Frauenfreundschaften haben einen weitaus intensiveren und positiveren Effekt als Freundschaften zwischen Männern und sind sehr wichtig, um Stress und Nervosität zu reduzieren!

Wir laden dich ein, mit uns über Frauenfreundschaften gegen Stress nachzudenken.

In einer leeren Welt sind Frauenfreundschaften besonders positiv

Herz vor der Sonne als Symbol für Frauenfreundschaften gegen Stress

In unserer heutigen Gesellschaft sind wir zwar ständig mit vielen Menschen „vernetzt“, jedoch trotzdem immer weiter von diesen entfernt und immer öfter einsam.

Viele rühmen sich, unzählig viele Freundschaften in sozialen Netzen zu pflegen, ständige Benachrichtigungen über elektronische Geräte sind ganz normal, Gefühle werden mit einer kleinen Fingerbewegung durch Emoticons übertragen… doch im wahren Leben fehlt es oft an Empathie.
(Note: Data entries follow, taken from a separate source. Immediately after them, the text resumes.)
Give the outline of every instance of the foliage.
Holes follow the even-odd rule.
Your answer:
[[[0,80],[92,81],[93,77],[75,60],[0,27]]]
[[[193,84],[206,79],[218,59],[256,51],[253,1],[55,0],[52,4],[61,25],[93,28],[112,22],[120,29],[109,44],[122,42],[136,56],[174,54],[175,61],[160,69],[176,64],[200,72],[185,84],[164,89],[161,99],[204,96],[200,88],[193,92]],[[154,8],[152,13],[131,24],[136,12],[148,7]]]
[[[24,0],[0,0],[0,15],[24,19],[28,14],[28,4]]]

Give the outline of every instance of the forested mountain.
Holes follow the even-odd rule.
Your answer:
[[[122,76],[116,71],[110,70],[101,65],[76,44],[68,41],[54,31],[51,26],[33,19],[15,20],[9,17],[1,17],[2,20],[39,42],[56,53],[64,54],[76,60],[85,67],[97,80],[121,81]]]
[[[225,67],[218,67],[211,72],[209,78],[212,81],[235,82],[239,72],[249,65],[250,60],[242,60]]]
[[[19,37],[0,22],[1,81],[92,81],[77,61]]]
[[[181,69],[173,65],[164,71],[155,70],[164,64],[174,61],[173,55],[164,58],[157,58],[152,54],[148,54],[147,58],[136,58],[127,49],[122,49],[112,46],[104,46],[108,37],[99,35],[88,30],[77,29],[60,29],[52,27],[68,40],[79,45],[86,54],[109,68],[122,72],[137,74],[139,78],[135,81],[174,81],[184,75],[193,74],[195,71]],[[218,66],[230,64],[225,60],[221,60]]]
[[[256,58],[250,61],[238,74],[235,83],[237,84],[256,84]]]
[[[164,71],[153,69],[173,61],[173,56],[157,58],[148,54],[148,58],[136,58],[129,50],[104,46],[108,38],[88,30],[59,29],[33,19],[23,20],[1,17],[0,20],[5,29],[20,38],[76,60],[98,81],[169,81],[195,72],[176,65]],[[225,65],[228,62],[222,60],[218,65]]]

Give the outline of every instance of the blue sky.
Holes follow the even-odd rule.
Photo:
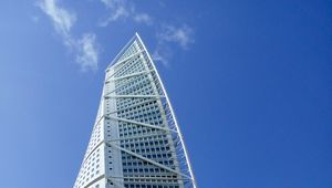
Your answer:
[[[199,187],[332,187],[332,2],[1,0],[0,179],[66,188],[137,31]]]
In Whatsapp-Gruppen begrüßen wir uns täglich und wünschen all den Freunden gute Nacht, doch je mehr Nachrichten wir verschicken, desto größer die Leere und das Gefühl, dass etwas in unserem Leben fehlt. 

Und dieses Etwas ist ein zufriedenstellendes Leben, in dem du von ganz besonderen Menschen umgeben bist, die dir ins Gesicht schauen und ihre Nähe zeigen, die dich glücklich machen, da sie es dir ermöglichen, eine Freundschaft aufzubauen.

Es handelt sich um außergewöhnliche Menschen, die es lieben, ihr Leben mit dir zu teilen, ohne sich davon etwas zu erwarten.

Mit diesen Frauenfreundschaften kann die existenzielle Leere gefüllt werden, du kannst damit deinen Geist und deinen Körper gesund halten!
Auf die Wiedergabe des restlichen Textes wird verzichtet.